I've been rewatching all of Terrence Malick's films recently. The only one of his I still haven't seen is The New World, which I think I'll watch today.
Originally Posted by 22 Signs You Will Like A Terrence Malick Movie
1. You enjoy hearing the line, “What is this love that loves us?” read in French.
2. You think that the absence of God is a plausible character motivation, instead of actual narrative tension.
3. You enjoy random characters appearing out of nowhere, only to be never seen again.
4. You love seeing your favorite stars completely cut from a film and replaced with shots of wheat.
5. You prefer your dialogue spoken in plaintive voiceover, rather than via actual exchanges between characters.
6. You’ve brought booze into the theatre and plan to take a shot every time the words “grace” or love” are spoken or God and nature are alluded to.
7. You prefer the company of mournful priests, the only kind Terrence Malick seems to know.
8. You look for impromptu shots of birds in your films and feel incomplete unless the characters raise both of their arms in avian motion at least five times during the course of the movie.
9. You watch a David Lynch movie and complain that it has too much narrative.
10. Your ideal film includes Olga Kurylenko dancing through a supermarket while whispering in parables.
11. You like it when Ben Affleck doesn’t have to speak in things and the camera doesn’t even bother to put his head in the frame.
12. You enjoy films only set at early morning or dusk, for maximum contemplation of the divine.
13. You often stare at rippling water for no reason, but artfully.
14. You like close ups of flowers or long shots of the sun casting shadows over humanity. Metaphors!
15. You are intrigued by characters walking around aimlessly, through sand and towns that have no name. They are searching for meaning, much like the movie. You also like the characters not to have names or lines.
16. You love films set in “Nondescript Plains Country That Is Probably Texas or Oklahoma” or “Hipster Americana-land” and more shots of wheat.
16. You need dinosaurs. Lots of dinosaurs.
17. You can’t understand visual motifs unless they are repeated at least ten or twenty times.
18. You really liked Days of Heaven and want to keep seeing versions of that movie again but with less “things going on” and more screensaver images.
19. You like your characters as observed from space.
20. Your preferred structure for a film is “Boy Meets Girl, Boy Loses Girl, Boy Meets Another Girl, Girl Leaves Boy For No Reason, Boy Gets First Girl Back For No Reason, Boy Loses Girl Again, Girl Rolls Around In Tall Grass.”

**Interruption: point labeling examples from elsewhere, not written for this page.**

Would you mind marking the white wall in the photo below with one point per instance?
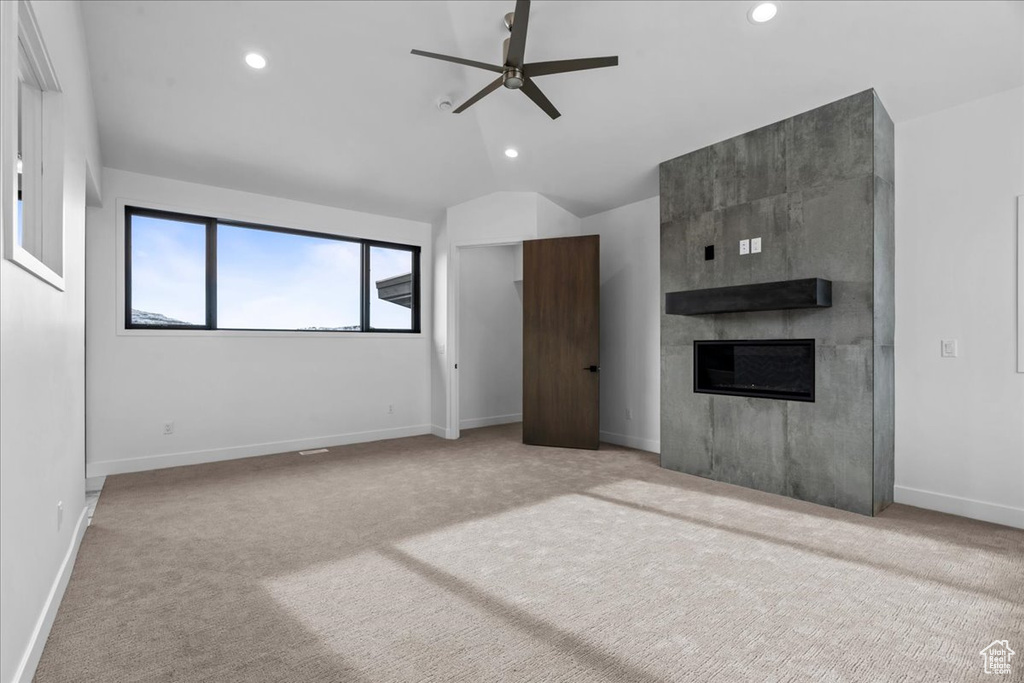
(489, 338)
(42, 363)
(960, 423)
(235, 394)
(631, 361)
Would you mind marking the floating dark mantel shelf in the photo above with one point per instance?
(808, 293)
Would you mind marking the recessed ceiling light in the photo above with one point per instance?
(763, 11)
(255, 59)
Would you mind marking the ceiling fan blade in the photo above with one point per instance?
(491, 87)
(534, 92)
(517, 43)
(564, 66)
(459, 60)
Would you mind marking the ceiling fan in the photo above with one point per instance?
(515, 74)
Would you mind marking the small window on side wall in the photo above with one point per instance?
(393, 289)
(34, 235)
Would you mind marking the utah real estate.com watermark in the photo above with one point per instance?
(997, 656)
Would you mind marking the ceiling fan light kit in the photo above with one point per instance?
(514, 73)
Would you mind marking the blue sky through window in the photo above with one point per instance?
(168, 269)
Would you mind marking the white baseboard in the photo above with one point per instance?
(964, 507)
(473, 423)
(632, 441)
(27, 668)
(144, 463)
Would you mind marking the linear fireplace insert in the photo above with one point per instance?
(763, 369)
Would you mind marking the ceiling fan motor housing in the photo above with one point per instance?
(513, 79)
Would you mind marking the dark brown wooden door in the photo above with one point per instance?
(561, 342)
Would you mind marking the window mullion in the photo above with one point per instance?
(211, 274)
(365, 289)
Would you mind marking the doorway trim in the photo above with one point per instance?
(452, 429)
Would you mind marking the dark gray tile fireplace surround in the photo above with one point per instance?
(817, 188)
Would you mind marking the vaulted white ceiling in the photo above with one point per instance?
(345, 116)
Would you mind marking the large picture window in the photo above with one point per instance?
(194, 272)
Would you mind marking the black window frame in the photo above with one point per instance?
(211, 224)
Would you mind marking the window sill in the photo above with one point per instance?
(122, 332)
(25, 259)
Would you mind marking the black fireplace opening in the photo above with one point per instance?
(780, 369)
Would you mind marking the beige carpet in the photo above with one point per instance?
(481, 559)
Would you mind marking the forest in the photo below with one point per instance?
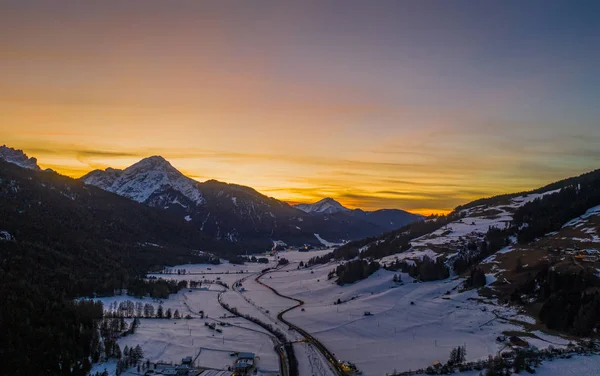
(69, 240)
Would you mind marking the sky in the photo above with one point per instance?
(419, 105)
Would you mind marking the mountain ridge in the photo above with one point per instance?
(238, 213)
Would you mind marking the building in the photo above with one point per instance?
(244, 363)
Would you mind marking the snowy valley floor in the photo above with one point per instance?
(411, 324)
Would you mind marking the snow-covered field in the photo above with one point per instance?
(411, 324)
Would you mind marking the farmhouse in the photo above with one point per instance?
(244, 363)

21. You don’t want your actors to actually understand what’s happening in the movie around them. Instead, it’s best to totter around like Liza Minnelli in Arrested Development.
22. You hate it when movies are about what they’re supposed to be about. War? The Fifties? Pocahontas? Nope. God. There is only God. Oh, and wheat.
United Gates of America, a 2006 BBC documentary about Canyon Lake, California: the biggest gated community in the state. It touches on quite a few things: why the residents moved there (to escape the rampant crime outside the walls, mostly), who lives there (predominantly middle-class white families), what there is to do in the community (as one woman put it, "three things: have an orgy, gossip, and drink"), the governance of the place (community bylaws are written by the Property Owner's Association, therefore the only people who get a say in how the place is governed are registered property owners, who are predominantly the men of the households; in effect most women are de facto not eligible to vote), what the future holds for the kids who grow up in the community (not a whole hell of a lot; one teenaged boy they follow in particular can't even join the Marines because he fails the basic aptitude test spectacularly), and they even talk a wee bit about 'Minutemen' who watch over the nearby border.
I'll admit I'm biased, I have little patience for people in Homeowner's Associations and the like (including my own neighbourhood's community association, which thankfully has no actual power to set bylaws or anything of the sort), so this entire documentary appealed to me as a sort of Schadenfreude. The idea of living in a gated community seems sociopathic to me, which the airhead Stepford wives, loser, stoner kids and skinheads of this documentary reinforced. Canyon Lake seems like a soulless hellhole.